Dans les grandes métropoles, avec l’étalement urbain et l’existence de zones pavillonnaires en périphérie, il y a moins de centres-villes, moins de socialisation aussi. Il suffit d’aller dans la grande banlieue parisienne pour s’en apercevoir. À Melbourne, par exemple, les autorités nous demandent de participer à la création, souvent autour des gares, de centres-villes avec une âme. C’est l’un des grands sujets de demain.

P.R. – Les gares contribuent au développement urbain des villes. Chaque fois que nous transformons une gare, nous contribuons à développer le quartier. Ainsi, gare du Nord à Paris, nous concentrerons dans la gare tout ce qui fait la ville : plus 2.500 m² d’espaces culturels, une salle de spectacle, des terrains de sport, des bureaux en plus des services de transport et des commerces. Nous le faisons dans les grandes et les petites gares.

Dans cette approche d’aménagement urbain, quel est le rôle de SNCF Immobilier qui gère et valorise le très grand patrimoine foncier de la SNCF ?

P.J. – SNCF Immobilier a un rôle majeur dans cet aménagement du territoire. Elle dispose en effet de beaucoup de terrains ferroviaires. Avec la nouvelle SNCF qui va naître en 2020, nous avons la volonté d’amplifier au niveau local le travail commun entre les équipes de SNCF Gares & Connexions, de SNCF Réseau et de SNCF Immobilier, en partenariat avec les élus locaux. À Chartres par exemple, la municipalité souhaitait développer fortement le quartier de la gare que nous projetions d’ailleurs de rénover. Nos terrains l’intéressaient. Nous les avons cédés. Au final, il y a eu une transformation radicale de ce quartier du centre-gare.

P.R. – Huit projets sur dix chez SNCF Gares & Connexions se bâtissent avec SNCF Réseau, SNCF Immobilier, en collaboration avec les villes. C’est ainsi à Chartres, à Rennes, à Nantes, à Bordeaux, à Nice, à Lorient… L’agrandissement de la gare du Nord à Paris, côté rue de Maubeuge, est rendu possible par le rachat de deux immeubles via SNCF Immobilier. Les autres projets sont des projets de transformation qui restent dans le volume existant de la gare. C’est le cas de la transformation de la gare Montparnasse, engagée en ce moment. Tous nos projets se construisent avec les collectivités locales.

Le ferroviaire peut-il faire davantage pour l’aménagement du territoire ?

P.J. – Nous souhaitons effectivement aller plus loin encore dans nos partenariats avec les municipalités quand les surfaces des gares ne correspondent plus exactement aux besoins du trafic ferroviaire. Par exemple, SNCF Réseau est en train d’installer, le long du réseau ferroviaire structurant, de la fibre optique pour des besoins ferroviaires comme le contrôle de commandes des trains. Nous allons surdimensionner les capacités pour permettre aux gares d’avoir du haut débit numérique qui, rappelons-le, n’existe pas dans beaucoup de territoires. Cela peut fournir un terreau favorable pour créer des espaces de coworking, des incubateurs…

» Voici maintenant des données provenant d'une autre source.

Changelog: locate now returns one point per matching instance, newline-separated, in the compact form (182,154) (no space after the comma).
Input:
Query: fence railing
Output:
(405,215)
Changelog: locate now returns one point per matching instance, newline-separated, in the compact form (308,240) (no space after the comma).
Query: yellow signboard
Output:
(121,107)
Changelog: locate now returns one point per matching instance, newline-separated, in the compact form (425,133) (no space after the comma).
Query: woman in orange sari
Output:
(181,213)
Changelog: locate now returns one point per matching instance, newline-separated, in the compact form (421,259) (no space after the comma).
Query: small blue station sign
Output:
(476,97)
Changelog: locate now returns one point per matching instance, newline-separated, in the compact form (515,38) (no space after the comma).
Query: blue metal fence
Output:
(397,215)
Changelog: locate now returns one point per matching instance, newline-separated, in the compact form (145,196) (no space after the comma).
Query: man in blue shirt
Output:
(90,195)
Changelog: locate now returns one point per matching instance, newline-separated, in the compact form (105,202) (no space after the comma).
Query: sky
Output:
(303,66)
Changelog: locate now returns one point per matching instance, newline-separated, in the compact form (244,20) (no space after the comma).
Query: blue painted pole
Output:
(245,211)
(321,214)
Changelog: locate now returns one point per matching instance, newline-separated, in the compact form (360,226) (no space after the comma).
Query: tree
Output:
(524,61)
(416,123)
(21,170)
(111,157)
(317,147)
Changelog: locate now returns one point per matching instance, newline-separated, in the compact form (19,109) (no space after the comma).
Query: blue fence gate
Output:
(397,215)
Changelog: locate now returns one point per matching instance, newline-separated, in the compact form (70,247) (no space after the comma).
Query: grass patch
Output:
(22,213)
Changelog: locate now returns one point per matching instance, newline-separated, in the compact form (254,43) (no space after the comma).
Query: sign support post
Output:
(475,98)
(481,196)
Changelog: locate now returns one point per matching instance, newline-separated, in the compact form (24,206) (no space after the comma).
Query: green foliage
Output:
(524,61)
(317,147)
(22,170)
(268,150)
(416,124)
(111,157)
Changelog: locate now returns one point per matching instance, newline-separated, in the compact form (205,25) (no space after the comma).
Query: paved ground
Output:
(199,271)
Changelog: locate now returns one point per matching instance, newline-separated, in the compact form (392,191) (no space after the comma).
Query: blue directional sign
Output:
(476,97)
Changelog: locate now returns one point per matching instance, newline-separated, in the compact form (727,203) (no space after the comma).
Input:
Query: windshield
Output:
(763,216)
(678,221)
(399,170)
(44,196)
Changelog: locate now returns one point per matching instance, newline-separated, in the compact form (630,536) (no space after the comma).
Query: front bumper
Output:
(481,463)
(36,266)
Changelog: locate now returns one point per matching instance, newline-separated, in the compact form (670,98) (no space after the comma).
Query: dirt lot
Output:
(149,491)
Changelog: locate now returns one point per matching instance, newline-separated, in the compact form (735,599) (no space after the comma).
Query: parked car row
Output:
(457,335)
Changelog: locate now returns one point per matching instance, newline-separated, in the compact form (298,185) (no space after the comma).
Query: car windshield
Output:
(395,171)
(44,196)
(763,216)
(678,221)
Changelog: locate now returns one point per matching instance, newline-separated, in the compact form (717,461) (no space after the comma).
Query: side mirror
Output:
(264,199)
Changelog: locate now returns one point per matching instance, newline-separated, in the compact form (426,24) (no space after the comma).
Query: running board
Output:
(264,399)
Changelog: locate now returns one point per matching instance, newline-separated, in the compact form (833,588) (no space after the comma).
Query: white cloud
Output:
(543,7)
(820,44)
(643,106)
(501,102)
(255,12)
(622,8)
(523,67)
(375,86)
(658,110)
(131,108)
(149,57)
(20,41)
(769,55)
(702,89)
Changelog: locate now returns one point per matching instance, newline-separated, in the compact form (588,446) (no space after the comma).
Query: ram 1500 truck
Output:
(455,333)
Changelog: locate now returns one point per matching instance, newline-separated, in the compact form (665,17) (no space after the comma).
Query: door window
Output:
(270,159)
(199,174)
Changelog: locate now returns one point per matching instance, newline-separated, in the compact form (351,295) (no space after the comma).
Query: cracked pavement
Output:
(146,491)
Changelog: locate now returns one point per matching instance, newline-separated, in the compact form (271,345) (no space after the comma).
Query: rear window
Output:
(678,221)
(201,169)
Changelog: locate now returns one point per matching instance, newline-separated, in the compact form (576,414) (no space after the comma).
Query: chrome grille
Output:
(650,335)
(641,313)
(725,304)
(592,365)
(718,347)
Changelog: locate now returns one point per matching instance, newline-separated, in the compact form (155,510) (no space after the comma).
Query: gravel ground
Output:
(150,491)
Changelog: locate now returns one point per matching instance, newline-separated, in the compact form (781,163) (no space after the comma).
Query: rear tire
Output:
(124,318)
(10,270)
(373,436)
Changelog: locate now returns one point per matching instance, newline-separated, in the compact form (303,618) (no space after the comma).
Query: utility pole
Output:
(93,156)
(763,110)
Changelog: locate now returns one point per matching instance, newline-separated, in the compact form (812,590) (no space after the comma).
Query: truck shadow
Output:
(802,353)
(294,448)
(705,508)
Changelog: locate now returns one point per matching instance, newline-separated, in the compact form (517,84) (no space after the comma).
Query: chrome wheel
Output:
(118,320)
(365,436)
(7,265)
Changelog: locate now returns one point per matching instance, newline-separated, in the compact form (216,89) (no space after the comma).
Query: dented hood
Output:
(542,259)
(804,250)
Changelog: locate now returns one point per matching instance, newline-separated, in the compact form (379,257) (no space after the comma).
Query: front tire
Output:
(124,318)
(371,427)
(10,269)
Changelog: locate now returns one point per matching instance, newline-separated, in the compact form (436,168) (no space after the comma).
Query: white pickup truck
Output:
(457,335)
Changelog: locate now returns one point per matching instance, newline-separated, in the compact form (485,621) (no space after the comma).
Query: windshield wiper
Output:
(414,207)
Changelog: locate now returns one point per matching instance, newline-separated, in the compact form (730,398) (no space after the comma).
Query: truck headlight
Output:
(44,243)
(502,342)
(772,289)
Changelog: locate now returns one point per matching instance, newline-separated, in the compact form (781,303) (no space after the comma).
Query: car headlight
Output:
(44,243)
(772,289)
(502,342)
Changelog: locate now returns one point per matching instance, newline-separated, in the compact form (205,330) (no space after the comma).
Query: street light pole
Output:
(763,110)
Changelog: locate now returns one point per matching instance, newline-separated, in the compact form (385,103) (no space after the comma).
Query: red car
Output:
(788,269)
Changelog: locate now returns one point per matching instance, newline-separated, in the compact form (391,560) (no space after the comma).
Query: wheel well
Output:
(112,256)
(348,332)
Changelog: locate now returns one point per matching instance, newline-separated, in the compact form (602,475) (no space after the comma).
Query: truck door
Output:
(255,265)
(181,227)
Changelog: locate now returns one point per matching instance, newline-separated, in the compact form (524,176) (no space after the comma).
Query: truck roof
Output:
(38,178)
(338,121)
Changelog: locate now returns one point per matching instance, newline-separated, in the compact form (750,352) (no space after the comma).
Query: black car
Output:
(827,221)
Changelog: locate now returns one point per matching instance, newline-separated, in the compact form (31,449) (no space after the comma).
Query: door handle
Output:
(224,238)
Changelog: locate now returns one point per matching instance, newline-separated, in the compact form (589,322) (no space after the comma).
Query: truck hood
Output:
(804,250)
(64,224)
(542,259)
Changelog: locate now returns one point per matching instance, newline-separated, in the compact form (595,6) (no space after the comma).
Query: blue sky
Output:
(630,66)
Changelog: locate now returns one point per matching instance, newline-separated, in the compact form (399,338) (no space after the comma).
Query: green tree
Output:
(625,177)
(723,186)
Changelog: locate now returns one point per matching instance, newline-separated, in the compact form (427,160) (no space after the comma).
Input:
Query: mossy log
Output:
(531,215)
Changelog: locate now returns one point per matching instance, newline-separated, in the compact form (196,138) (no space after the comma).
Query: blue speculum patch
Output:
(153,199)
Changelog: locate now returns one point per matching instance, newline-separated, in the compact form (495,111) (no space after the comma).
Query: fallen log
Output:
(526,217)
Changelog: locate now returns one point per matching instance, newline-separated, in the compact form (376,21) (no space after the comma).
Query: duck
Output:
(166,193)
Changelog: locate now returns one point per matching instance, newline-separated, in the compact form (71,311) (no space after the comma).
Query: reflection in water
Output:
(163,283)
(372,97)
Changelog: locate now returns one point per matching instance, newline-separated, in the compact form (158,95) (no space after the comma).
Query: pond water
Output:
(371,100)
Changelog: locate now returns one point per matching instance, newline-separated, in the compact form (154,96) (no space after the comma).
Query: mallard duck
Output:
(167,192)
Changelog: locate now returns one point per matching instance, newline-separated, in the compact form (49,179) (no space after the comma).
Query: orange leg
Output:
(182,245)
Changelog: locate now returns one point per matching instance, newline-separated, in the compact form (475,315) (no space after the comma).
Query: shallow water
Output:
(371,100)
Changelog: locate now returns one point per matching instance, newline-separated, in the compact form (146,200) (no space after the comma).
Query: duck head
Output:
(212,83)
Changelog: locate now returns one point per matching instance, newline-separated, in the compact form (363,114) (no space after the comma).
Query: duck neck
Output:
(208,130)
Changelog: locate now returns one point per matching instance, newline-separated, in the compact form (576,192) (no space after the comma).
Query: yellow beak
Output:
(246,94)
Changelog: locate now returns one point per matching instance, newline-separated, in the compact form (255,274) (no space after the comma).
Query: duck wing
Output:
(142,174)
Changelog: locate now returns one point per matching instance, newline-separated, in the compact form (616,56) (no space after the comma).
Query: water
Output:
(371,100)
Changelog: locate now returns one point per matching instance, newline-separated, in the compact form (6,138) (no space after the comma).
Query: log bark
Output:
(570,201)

Par ailleurs, il y a des développements importants à venir au niveau des grandes métropoles. Plusieurs d’entre elles ont l’idée de développer des RER métropolitains. C’est le cas de Bordeaux où la région Aquitaine et la métropole de Bordeaux nous ont formellement exprimé une demande en ce sens. Il y a également des réflexions à Lyon, Lille, Rennes, Marseille et Toulouse.

P.R. – Un exemple de ces nouveaux RER est le Léman Express qui reliera Genève et Bellegarde en décembre 2019. Le nouvel usage de la gare d’Annemasse nous conduit à transformer la gare avec tous les acteurs pour en faire une vraie gare du quotidien. Elle disposera de plus de services utiles à nos clients qui y passent chaque jour. Les transformations des gares se font au gré des projets de lignes et donc des enjeux de capacité ; mais aussi au gré de l’évolution des comportements de la société. Notre métier est d’adapter les services aux attentes des voyageurs et des riverains.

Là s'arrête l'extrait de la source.